The internal resistance $r$ can behave in complex ways. As noted, $r$ increases as a battery is depleted. But internal resistance may also depend on the magnitude and direction of the current through a voltage source, its temperature, and even its history. The internal resistance of rechargeable nickel-cadmium cells, for example, depends on how many times and how deeply they have been depleted.

## Things great and small: the submicroscopic origin of battery potential

Various types of batteries are available, with emfs determined by the combination of chemicals involved. We can view this as a molecular reaction (what much of chemistry is about) that separates charge.

The lead-acid battery used in cars and other vehicles is one of the most common types. A single cell (one of six) of this battery is seen in [link] . The cathode (positive) terminal of the cell is connected to a lead oxide plate, while the anode (negative) terminal is connected to a lead plate. Both plates are immersed in sulfuric acid, the electrolyte for the system.

The details of the chemical reaction are left to the reader to pursue in a chemistry text, but their results at the molecular level help explain the potential created by the battery. [link] shows the result of a single chemical reaction. Two electrons are placed on the anode, making it negative, provided that the cathode supplied two electrons. This leaves the cathode positively charged, because it has lost two electrons.
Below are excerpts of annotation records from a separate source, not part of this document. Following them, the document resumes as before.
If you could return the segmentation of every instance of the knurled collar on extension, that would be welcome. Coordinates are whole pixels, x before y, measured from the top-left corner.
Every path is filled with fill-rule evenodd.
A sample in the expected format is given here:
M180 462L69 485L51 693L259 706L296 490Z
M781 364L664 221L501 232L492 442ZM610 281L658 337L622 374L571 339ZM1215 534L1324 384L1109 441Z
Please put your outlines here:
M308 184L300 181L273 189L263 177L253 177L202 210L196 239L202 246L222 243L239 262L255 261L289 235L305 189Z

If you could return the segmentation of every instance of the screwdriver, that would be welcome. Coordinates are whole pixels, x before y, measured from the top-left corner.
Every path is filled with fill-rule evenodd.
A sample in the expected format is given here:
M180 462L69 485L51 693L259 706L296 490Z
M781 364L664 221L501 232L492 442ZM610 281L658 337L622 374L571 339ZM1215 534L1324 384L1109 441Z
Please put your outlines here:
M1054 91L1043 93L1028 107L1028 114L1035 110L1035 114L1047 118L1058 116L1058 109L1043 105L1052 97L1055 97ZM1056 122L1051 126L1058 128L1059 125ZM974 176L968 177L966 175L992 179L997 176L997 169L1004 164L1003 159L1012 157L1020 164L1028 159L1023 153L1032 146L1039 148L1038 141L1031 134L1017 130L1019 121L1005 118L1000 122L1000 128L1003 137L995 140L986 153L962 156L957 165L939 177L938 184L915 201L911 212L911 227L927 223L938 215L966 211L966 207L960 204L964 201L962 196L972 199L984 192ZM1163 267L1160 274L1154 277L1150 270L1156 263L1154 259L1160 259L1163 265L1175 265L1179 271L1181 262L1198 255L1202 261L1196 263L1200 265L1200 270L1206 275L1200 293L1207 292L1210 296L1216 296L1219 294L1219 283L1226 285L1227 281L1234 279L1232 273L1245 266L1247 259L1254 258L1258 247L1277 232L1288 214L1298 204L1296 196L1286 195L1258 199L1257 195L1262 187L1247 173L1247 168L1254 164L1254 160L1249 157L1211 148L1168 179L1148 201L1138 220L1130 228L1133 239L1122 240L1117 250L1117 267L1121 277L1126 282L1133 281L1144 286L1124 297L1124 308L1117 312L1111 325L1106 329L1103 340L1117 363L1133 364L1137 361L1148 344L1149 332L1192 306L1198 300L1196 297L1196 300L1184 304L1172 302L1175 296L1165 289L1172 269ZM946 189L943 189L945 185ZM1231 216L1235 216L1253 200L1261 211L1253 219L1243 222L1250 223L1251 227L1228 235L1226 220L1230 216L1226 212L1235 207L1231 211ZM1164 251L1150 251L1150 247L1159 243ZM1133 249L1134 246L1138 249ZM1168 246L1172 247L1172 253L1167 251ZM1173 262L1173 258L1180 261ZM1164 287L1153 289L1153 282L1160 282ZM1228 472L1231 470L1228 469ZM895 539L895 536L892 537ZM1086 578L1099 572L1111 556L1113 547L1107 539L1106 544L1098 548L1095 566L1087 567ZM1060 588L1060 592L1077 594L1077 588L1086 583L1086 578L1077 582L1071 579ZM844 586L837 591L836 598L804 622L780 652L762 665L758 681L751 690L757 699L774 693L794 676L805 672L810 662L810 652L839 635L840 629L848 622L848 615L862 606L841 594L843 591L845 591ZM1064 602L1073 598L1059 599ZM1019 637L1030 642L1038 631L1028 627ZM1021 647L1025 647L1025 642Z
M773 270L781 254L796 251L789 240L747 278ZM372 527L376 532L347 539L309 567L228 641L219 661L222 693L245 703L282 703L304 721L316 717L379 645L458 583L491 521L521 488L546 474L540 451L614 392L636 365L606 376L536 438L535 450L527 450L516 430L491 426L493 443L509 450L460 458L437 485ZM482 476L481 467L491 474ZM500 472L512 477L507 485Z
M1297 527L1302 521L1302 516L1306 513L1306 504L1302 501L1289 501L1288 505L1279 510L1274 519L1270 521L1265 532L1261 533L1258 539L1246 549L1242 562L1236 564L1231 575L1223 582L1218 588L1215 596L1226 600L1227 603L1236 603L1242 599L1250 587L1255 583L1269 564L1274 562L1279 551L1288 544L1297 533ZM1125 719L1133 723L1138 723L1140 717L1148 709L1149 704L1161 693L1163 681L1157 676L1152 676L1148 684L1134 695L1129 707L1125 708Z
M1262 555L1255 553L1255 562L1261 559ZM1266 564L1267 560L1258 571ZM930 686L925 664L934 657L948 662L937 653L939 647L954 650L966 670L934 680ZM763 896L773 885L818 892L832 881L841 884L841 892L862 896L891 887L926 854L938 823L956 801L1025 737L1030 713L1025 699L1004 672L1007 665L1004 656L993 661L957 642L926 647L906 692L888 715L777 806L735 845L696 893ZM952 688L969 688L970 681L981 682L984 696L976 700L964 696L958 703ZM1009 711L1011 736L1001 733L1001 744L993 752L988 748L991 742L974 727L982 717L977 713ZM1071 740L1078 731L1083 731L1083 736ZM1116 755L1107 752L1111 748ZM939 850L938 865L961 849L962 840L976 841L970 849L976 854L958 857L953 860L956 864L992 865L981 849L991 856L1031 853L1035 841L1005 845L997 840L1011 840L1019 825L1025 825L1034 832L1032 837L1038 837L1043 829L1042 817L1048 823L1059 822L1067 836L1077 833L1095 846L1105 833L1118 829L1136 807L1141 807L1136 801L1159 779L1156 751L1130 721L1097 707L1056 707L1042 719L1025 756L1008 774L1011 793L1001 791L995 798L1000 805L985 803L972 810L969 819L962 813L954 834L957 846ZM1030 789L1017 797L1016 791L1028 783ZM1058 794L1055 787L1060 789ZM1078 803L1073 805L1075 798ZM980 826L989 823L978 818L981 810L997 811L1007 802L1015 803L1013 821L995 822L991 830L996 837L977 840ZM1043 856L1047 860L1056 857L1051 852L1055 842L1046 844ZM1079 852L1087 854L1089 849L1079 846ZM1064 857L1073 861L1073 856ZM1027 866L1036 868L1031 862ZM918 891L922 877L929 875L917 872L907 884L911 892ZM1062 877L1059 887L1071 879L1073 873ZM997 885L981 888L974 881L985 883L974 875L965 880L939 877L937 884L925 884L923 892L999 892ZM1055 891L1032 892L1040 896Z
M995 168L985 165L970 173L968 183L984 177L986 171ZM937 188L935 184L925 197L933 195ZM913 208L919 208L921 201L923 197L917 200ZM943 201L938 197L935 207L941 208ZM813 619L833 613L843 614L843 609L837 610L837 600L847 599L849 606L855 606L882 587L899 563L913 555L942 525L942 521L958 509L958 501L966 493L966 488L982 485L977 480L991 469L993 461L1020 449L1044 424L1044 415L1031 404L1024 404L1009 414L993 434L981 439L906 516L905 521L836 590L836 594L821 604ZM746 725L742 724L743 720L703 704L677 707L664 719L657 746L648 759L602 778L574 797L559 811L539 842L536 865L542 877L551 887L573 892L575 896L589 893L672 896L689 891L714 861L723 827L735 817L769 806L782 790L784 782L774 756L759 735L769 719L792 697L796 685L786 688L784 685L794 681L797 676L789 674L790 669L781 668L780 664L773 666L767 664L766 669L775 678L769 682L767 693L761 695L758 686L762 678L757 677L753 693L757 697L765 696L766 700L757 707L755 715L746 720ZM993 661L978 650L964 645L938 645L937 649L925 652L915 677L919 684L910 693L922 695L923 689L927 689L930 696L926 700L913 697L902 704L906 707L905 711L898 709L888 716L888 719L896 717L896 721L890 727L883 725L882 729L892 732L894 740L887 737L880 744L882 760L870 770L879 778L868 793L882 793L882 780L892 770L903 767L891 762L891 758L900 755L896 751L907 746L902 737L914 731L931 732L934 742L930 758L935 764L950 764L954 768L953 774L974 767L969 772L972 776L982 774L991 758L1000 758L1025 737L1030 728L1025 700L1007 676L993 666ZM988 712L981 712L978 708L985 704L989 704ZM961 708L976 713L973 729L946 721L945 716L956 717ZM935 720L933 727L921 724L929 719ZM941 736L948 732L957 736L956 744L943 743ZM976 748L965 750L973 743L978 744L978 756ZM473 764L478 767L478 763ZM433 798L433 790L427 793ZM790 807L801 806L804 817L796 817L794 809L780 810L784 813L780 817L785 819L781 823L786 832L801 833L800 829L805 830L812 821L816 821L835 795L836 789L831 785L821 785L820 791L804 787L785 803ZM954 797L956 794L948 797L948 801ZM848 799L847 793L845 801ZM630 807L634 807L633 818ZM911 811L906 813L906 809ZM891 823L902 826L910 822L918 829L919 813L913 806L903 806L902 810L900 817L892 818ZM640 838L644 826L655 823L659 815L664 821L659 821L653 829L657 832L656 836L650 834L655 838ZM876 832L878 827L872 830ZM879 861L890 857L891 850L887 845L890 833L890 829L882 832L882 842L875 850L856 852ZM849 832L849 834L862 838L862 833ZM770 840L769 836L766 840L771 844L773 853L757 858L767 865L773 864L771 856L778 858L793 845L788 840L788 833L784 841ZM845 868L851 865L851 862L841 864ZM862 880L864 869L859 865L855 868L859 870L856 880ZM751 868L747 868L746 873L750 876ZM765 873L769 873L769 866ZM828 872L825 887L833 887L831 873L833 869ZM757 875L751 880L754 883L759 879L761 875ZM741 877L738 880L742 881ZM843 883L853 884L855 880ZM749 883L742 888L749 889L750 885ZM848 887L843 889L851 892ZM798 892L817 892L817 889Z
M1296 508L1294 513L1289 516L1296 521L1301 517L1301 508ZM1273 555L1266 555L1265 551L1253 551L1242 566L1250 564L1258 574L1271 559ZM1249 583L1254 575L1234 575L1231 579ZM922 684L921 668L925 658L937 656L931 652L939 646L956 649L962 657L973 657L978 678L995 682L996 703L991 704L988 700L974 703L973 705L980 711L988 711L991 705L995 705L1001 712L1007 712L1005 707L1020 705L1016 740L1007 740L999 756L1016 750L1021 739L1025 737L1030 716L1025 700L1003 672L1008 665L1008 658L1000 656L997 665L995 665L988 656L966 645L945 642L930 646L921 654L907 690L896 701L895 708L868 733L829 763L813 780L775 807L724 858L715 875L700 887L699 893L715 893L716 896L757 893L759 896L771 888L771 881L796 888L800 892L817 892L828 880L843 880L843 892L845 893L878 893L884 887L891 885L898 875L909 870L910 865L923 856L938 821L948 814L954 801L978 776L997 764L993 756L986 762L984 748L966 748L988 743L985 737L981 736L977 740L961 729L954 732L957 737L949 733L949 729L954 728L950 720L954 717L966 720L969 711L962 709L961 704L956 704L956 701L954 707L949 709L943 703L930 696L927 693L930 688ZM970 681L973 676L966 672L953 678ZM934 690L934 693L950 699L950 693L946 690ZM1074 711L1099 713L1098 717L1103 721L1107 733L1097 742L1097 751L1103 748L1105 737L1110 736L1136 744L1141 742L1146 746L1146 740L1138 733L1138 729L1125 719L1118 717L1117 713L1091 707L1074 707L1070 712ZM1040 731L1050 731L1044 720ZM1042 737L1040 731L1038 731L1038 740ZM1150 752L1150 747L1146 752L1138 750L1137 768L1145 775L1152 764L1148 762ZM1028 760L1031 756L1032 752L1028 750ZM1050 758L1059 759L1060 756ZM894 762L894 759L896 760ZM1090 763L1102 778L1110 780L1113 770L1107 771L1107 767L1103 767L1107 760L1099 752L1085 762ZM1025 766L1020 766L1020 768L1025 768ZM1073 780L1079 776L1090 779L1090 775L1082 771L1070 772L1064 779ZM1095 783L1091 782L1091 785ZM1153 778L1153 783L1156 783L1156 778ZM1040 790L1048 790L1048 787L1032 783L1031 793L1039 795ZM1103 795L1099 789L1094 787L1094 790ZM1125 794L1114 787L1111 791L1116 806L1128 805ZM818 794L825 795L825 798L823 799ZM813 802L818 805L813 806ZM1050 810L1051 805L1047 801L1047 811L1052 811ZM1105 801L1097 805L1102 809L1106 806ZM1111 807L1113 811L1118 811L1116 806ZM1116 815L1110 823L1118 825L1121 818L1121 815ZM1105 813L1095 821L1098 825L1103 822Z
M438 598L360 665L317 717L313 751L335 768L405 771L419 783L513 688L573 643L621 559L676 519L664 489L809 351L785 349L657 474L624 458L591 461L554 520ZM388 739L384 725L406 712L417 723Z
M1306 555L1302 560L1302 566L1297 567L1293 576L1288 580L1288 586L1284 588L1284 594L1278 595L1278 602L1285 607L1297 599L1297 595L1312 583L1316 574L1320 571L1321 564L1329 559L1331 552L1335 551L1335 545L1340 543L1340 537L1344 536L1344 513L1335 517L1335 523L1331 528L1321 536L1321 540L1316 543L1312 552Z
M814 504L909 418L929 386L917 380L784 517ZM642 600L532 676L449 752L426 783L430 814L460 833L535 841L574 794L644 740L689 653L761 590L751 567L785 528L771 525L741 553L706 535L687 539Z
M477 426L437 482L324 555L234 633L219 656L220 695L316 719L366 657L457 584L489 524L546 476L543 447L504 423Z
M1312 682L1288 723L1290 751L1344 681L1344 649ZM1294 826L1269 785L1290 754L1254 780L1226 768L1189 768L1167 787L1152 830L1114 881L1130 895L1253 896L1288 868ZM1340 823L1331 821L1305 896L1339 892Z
In short, a separation of charge has been driven by a chemical reaction.

Note that the reaction will not take place unless there is a complete circuit to allow two electrons to be supplied to the cathode. Under many circumstances, these electrons come from the anode, flow through a resistance, and return to the cathode. Note also that since the chemical reactions involve substances with resistance, it is not possible to create the emf without an internal resistance.